Meeting the English and Heartbreak Hotel – very British and very funny

Having just finished reading Meeting the English by Kate Clanchy I thought that I had better add a quick post before it is returned to the ever patient local library. That’s the one across the road which tracks down obscure new books for me. There is also a large festival marquee going up in our back garden. When I look back through my posts they seem to refer a lot to this festival. This year it’s only on for four days rather than eight, but still the preparations go on. Keep an eye on  for more details and eventually photos!

Back to the book. Meeting the English is set in London in 1989. Great events are going on around the world, but in a substantial house in London life has descended into farce. A famous author, Phillip Prys, has had a stroke. This has left him totally dependent on his “family”, including two wives, children, agent and most significantly, a young man from a depressed town in Scotland. Despite the tragedy of the author’s stroke, which is never underplayed, the other characters battle their urges to develop houses, eat, produce art, form relationships and generally live in a fast changing world. In the midst of it Struan Robertson, sympathetic but bewildered by London life, clothes and money, falls in love and learns so much about life. In the background countries change government, fashions are mangled by various female characters, and the summer seems to get hotter. This is (for some of us at least) modern history. Yes, there is sadness and learning to live, but there is also a lot of painful humour and Potnoodles. I thought it was a good read, with some vivid and real characters. The ending is a little melodramatic but fits with the novel. Well worth a read.

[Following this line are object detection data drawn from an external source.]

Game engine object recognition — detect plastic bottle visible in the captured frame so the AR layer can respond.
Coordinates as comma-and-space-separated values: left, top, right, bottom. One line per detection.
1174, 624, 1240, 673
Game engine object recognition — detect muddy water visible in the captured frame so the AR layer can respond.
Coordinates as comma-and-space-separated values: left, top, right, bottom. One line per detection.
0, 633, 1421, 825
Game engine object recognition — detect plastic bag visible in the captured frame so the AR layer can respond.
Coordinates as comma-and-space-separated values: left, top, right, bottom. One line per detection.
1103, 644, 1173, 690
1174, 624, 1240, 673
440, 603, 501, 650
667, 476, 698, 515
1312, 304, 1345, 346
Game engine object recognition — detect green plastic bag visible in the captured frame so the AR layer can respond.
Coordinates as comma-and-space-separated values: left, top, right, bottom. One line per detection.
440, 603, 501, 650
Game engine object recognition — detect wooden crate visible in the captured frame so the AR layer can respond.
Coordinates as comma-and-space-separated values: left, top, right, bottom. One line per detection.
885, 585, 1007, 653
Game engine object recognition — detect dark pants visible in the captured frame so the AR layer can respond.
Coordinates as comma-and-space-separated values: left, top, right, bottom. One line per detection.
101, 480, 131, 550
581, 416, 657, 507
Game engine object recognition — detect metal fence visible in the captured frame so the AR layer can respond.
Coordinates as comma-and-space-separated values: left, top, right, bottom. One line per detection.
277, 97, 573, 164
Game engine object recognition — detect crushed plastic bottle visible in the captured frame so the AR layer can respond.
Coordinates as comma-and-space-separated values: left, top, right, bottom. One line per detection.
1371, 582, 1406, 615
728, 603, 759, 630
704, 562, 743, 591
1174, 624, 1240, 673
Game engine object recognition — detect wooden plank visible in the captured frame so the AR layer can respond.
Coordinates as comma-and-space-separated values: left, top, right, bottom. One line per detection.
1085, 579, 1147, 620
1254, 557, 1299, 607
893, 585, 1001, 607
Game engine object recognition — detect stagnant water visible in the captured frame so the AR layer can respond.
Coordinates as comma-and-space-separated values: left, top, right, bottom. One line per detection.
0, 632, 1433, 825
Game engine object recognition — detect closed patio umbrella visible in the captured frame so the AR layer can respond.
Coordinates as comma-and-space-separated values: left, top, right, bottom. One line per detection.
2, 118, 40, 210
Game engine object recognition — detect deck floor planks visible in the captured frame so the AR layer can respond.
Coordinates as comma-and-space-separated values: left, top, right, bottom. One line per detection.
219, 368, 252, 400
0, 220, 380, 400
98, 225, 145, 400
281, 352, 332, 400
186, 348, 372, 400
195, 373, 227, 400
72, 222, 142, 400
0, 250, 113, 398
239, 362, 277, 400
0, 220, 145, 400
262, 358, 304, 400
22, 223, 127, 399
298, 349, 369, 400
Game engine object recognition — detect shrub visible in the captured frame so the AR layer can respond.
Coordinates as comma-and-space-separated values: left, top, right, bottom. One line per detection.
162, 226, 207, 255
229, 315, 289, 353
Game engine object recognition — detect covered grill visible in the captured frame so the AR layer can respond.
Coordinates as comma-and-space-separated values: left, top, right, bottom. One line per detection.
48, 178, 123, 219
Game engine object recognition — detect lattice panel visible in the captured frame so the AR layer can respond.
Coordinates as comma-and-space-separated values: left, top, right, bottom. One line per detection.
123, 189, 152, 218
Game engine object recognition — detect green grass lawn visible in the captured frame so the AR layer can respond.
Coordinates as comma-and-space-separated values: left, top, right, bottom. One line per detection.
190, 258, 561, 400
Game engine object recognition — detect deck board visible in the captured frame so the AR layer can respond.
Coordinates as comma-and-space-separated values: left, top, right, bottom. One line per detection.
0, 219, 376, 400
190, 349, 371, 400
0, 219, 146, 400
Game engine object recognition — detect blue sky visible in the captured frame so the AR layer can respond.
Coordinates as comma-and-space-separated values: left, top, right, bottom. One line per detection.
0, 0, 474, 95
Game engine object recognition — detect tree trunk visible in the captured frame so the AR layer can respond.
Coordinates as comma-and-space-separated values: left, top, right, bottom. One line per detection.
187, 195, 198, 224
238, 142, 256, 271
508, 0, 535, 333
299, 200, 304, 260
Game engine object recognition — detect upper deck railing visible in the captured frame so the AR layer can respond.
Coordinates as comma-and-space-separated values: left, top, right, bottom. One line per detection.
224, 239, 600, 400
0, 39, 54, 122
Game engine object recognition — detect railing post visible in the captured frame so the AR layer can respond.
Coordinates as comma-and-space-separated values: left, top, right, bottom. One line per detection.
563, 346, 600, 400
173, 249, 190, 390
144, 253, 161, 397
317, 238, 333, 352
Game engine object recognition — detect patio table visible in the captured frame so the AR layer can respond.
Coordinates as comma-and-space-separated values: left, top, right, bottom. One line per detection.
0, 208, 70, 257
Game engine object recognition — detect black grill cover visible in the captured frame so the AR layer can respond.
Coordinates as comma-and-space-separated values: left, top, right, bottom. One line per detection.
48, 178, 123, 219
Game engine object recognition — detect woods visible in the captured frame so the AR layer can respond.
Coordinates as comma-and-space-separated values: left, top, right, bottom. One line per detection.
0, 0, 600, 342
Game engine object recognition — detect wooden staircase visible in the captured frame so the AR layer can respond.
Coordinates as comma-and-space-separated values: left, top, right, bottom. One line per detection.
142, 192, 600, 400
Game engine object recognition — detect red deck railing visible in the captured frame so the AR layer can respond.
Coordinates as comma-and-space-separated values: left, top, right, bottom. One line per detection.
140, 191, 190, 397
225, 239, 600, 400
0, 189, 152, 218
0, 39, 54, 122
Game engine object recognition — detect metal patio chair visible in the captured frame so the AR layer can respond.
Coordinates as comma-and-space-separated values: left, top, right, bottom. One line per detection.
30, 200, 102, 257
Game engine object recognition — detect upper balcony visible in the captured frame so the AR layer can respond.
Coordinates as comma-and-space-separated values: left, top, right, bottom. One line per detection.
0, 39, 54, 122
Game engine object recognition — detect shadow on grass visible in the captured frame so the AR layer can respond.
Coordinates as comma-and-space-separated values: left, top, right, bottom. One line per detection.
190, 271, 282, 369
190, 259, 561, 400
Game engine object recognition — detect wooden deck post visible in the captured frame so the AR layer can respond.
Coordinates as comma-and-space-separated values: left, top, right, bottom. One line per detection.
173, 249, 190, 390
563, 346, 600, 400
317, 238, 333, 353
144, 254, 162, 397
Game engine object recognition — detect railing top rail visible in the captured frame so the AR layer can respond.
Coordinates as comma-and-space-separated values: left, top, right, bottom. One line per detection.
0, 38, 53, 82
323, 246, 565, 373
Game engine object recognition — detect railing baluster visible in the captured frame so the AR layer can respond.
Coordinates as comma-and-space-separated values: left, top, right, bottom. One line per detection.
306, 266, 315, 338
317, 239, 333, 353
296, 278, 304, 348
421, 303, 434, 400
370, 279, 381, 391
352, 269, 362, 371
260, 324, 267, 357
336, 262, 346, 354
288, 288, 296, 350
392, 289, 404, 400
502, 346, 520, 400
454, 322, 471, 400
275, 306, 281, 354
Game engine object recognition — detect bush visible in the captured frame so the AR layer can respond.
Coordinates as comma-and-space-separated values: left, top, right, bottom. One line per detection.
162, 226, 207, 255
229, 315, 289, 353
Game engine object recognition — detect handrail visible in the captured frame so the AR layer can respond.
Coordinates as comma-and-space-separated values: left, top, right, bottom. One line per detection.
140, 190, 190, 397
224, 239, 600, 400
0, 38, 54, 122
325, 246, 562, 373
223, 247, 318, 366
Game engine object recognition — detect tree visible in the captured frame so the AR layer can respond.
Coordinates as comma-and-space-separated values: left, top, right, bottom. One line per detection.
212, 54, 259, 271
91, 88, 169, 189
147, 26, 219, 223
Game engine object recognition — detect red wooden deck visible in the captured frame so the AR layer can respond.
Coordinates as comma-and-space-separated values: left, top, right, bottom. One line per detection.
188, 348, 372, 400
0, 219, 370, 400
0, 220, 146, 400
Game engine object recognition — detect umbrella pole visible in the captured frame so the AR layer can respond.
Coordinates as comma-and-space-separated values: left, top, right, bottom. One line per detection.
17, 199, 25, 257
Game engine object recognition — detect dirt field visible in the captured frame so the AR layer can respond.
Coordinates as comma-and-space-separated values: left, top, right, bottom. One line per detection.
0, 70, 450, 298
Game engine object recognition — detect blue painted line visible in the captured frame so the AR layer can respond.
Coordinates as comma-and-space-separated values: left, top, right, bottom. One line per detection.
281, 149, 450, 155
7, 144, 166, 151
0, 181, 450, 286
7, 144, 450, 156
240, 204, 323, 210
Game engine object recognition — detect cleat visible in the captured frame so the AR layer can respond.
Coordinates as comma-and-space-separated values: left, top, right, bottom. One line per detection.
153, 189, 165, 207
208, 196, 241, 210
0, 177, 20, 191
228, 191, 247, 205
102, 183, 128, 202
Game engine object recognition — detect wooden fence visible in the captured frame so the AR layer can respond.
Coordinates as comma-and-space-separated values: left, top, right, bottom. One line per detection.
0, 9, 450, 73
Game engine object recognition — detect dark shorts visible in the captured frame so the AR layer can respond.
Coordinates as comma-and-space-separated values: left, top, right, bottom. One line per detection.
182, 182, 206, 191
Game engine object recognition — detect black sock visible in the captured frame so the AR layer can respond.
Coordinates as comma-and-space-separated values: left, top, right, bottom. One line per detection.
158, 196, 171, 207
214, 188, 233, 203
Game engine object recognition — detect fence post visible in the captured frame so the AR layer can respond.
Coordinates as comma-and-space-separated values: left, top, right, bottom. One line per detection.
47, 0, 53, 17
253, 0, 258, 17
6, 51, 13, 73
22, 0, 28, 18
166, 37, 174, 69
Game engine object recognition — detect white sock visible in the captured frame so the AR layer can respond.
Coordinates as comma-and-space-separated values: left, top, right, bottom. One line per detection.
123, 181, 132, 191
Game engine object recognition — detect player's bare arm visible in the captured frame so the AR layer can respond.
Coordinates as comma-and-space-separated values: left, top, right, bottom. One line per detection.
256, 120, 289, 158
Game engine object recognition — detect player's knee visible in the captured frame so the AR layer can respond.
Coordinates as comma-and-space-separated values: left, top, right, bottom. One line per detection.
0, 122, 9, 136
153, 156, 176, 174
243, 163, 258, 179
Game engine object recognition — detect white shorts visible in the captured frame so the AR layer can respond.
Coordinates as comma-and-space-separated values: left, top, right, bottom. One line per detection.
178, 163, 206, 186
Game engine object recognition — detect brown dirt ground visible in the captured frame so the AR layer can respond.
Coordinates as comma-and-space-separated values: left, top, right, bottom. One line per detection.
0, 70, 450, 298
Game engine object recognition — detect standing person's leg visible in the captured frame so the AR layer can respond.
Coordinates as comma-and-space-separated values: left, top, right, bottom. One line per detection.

I discovered that book from a very interesting  blog. I came by a copy of Heartbreak Hotel by Deborah Moggach when I was offered a choice of books to review. To which the answer was, yes please!! I really enjoyed this book. A resting/retired actor inherits a B&B in Wales, and decides to move in as he is very fed up of of trying to park in central London. He too has several ex wives and children, but none seem to bear him any ill will and indeed help him to set up his new enterprise which includes courses in cooking and car maintenance for the newly separated. It is episodic, and lots of coincidences and romance are found in unpromising circumstances. It is a lovely picture of life in an unlovely Welsh town, with humour, hypochondria and memorable characters. Unlike Marigold hotel, this would not immediately work as a film, but would make a great tv series. It isn’t great literature, but an enjoyable read without the overtones of being either lightweight or worthy. I could have been more detailed in reviewing but this book joined eleven others I sent to the sweltering capital for Daughter to read. Something about having finished her first year of medical school and wanting some non scientific reading…Enjoy them all, Pops!